アルジェの夏(10)アルベール・カミユ 柏倉康夫訳

 青春のしるし、それは多分、安直な幸福への素晴らしい適応力だ。とりわけ浪費すれすれの、生きることへの性急さだ。ベルクールでは、パブ=エル=ウエドと同じように、みなごく若いときから働き、人生の経験を十年間で汲み尽くしてしまう。三十歳の労働者は、すべてのカードを使い果たす。彼は妻と子どもたちの間で終焉を待つ。彼の幸福は唐突で、かつ情け容赦のないものだった。彼の人生もまた同様だった。そのとき人びとは、すべては取り上げられるためにあたえられる、そういう国に生まれたことを理解する。

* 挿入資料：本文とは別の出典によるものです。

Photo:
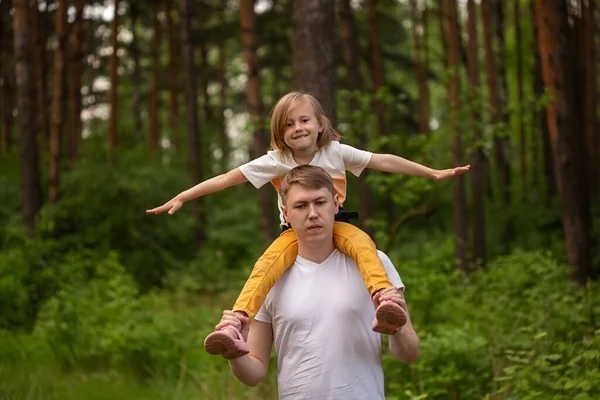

こうした過剰な豊かさのなかで、人生は、唐突で、要求が多く、気前のいい偉大な情熱の曲線をたどる。そうした人生は何かを作り上げることにはなく、焼きつくすことにある。だから、反省や、より良くなろうとするのは問題にならない。例えば、地獄という観念は、ここでは愉快な冗談でしかない。そんな想像力は、徳の高い人にしか許されていない。美徳など、全アルジェリアでまったく意味のない言葉だとつくづく思う。ここの人たちに原則が欠けているというのではない。彼らには彼らなりの道徳がある。だがそれはきわめて独得なものだ。彼らが母親に「背く」ことはない。街頭では、自分の妻を敬わせるし、妊婦には敬意を払う。一人の相手に二人でかかっていくこともしない。なぜなら、〈それは卑しいこと〉だからだ。この基本的な掟を守らない者には、〈あいつは男じゃない〉といって、事を片づけてしまう。わたしには、これは正しく、力強いことに思える。いまもこの街頭の掟は無意識にきちっと守られていて、わたしが知る限り、それは唯一公平無私のものだ。一方で、ここでは商人の道徳は知られていない。警官に囲まれた男が通ると、周囲の人たちの顔に、同情の色が浮ぶのをよく見た。その男が盗みを働いたのかどうか、親殺しだったかどうか、非協力者であったかどうかを知る前に、〈可哀そうな奴だ〉といい、あるいは、讃嘆のニュアンスを込めて、〈あいつは、海賊だってさ〉といったりする。